Y escoltaste a Juan Negrín con tu sección hasta el aeropuerto, atravesaste Madrid, el Jarama, y toda la carretera hasta Valencia fue tuya. Al despedirte del presidente, te dijo: «acompáñeme, esta guerra está perdida». «Mi sitio está aquí, presidente», respondiste. ¡Qué buenos vasallos si hubierais tenido un buen señor!, esa frase del Mío Cid os venía que ni pintada a todos los guerrilleros antifranquistas. O tal vez erais Ronins, aquellos legendarios samurais sin señor. En fin, dejemos eso, Mayor, y regresemos al momento en el que Negrín se despidió con aquellas palabras: «cuando llegue a París firmaré la orden con su ascenso a capitán». Nunca supiste si la llegó a firmar, pero era lo menos importante.

—¿Y después?

—Creo que se echó al monte. Y a mi tía le llegaba todas las semanas una carta suya que alguien depositaba en el buzón o por debajo de la puerta del chigre, pero mi abuelo o mi abuela se encargaban de esconderlas.

—Por eso decías que tus abuelos tuvieron mucha culpa.

—Sí. Fue mi madre, que era una niña por aquel entonces, la que descubrió las cartas y se las entregó a mi tía, pero ya habían pasado más de diez años. Mi tía les pidió explicaciones a mis abuelos. «Tu marido, lo que debe de hacer es beberse una botella de aguardiente y pegarse un tiro», le dijo mi abuelo. «Hija, olvida a ese desgraciado», creo que remató mi abuela. En ese momento mi tía se escapó de casa con mi primo. «Sólo regresaré para asegurarme de que os entierran bien hondo», me dijo mi madre que esa fue la respuesta de mi tía. No volvimos a saber de ella hasta que murió mi abuelo hace dos años.

—¿Y nunca fallaron esas cartas que llegaban todas las semanas?

—Mi madre me dijo que nunca, que todas las semanas, como caídas del cielo, aparecían en el buzón. Años más tarde, llegaban desde el extranjero, pero mi abuela se encargaba de que las devolvieran: «Pancracio, todas las cartas que lleguen para mi hija las devuelves, porque ella ya no pertenece a la familia», le dijo al cartero.

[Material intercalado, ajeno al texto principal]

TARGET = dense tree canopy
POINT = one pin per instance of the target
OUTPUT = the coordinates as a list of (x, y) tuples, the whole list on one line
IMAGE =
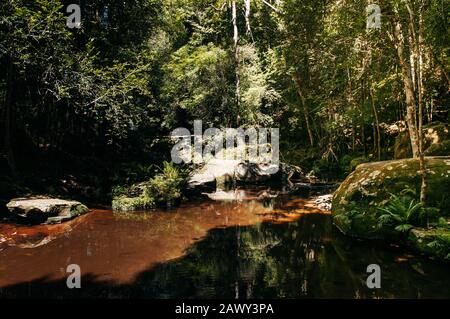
[(136, 70)]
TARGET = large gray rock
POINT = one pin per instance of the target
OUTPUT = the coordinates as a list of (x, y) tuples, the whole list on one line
[(220, 172), (45, 210)]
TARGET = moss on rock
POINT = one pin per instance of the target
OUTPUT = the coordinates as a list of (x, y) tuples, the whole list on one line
[(434, 133), (431, 242), (371, 184), (356, 202), (440, 149)]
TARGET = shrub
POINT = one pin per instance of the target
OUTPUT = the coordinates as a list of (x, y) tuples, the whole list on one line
[(164, 188)]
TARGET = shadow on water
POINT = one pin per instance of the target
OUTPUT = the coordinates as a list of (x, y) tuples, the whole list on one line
[(304, 258)]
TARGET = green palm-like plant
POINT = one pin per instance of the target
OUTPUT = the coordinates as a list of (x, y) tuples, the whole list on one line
[(401, 212)]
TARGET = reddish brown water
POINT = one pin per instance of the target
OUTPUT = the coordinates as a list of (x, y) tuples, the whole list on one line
[(118, 246), (282, 248)]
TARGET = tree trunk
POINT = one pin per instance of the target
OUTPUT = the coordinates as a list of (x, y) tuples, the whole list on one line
[(8, 109), (236, 61), (419, 55), (247, 18), (377, 122), (409, 89), (298, 85)]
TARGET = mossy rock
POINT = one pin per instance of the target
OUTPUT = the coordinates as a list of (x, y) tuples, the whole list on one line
[(434, 133), (356, 201), (440, 149), (432, 242), (123, 203)]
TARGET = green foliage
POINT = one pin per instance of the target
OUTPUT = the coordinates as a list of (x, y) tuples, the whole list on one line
[(441, 245), (164, 189), (401, 212), (167, 187)]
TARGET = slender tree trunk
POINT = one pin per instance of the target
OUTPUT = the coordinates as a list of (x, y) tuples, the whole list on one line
[(236, 61), (8, 109), (423, 168), (377, 122), (247, 17), (409, 89), (417, 53), (298, 84)]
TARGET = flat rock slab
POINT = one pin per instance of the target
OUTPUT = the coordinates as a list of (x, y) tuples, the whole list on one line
[(39, 210)]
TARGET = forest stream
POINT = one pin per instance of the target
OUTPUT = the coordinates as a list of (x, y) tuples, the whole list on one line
[(282, 247)]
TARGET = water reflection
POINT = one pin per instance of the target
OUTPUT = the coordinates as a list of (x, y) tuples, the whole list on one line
[(284, 248)]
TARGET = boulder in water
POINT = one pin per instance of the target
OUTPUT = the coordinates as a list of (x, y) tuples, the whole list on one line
[(38, 210)]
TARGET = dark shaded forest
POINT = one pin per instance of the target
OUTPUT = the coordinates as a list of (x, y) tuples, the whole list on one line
[(93, 105)]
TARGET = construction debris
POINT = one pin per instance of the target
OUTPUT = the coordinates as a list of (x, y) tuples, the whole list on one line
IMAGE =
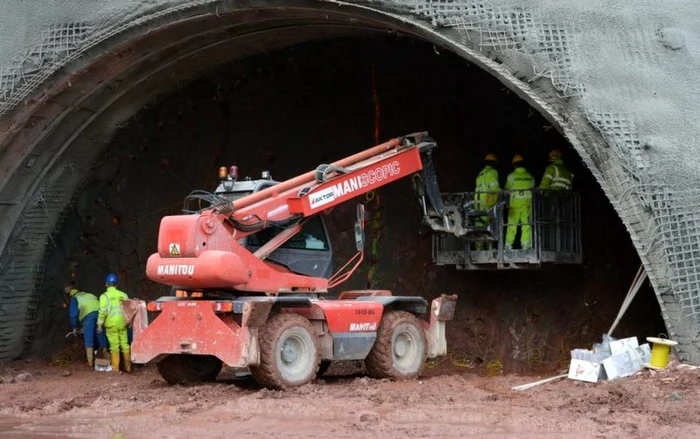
[(609, 360)]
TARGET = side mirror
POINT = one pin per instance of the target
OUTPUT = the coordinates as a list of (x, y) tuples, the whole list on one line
[(360, 228)]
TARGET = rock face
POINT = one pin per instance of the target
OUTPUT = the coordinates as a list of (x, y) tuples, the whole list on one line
[(619, 86)]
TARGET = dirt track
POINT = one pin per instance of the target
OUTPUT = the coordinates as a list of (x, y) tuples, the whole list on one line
[(450, 404)]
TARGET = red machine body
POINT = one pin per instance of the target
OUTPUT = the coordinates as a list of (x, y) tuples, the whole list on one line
[(203, 251), (252, 312)]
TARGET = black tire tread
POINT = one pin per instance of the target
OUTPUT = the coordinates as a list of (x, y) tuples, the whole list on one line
[(266, 373), (380, 361)]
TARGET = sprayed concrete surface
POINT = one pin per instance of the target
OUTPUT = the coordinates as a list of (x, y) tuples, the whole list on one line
[(444, 403)]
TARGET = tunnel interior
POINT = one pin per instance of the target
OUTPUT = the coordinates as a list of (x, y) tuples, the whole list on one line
[(291, 109)]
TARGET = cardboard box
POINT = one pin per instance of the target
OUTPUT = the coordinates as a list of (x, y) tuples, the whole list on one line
[(623, 365), (583, 370), (617, 347)]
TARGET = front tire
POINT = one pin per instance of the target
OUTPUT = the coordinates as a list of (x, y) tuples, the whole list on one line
[(182, 368), (400, 350), (290, 353)]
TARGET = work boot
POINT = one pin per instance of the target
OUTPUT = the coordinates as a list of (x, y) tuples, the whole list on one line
[(115, 361), (91, 357)]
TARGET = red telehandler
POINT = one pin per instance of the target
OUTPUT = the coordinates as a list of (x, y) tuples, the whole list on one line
[(255, 268)]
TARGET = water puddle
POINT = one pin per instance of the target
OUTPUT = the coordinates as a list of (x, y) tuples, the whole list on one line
[(11, 427)]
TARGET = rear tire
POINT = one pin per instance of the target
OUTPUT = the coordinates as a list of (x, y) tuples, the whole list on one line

Así se ha fugado toda tu existencia: de las vacas, la hierba y el Seminario a la guerra civil; después, doce años en la guerrilla, doce meses enterrado en una mina y veinticinco años buscando nazis. Ese es el resumen de sesenta y cinco años preñados por la puñetera ceguera del deber.

 

Abre sendas en los cerros
deja su huella en el viento

Nunca se quejó del frío
Nunca se quejó del sueño…

 

Olvida a Víctor Jara, olvida el llanto. Si me ves llorar, pasa de largo — me decías—; pues te lo recuerdo, Mayor. Ahora sólo importa el presente. Y Floro no mintió. Otra razón para no creer en la versión de Vargas, piensas.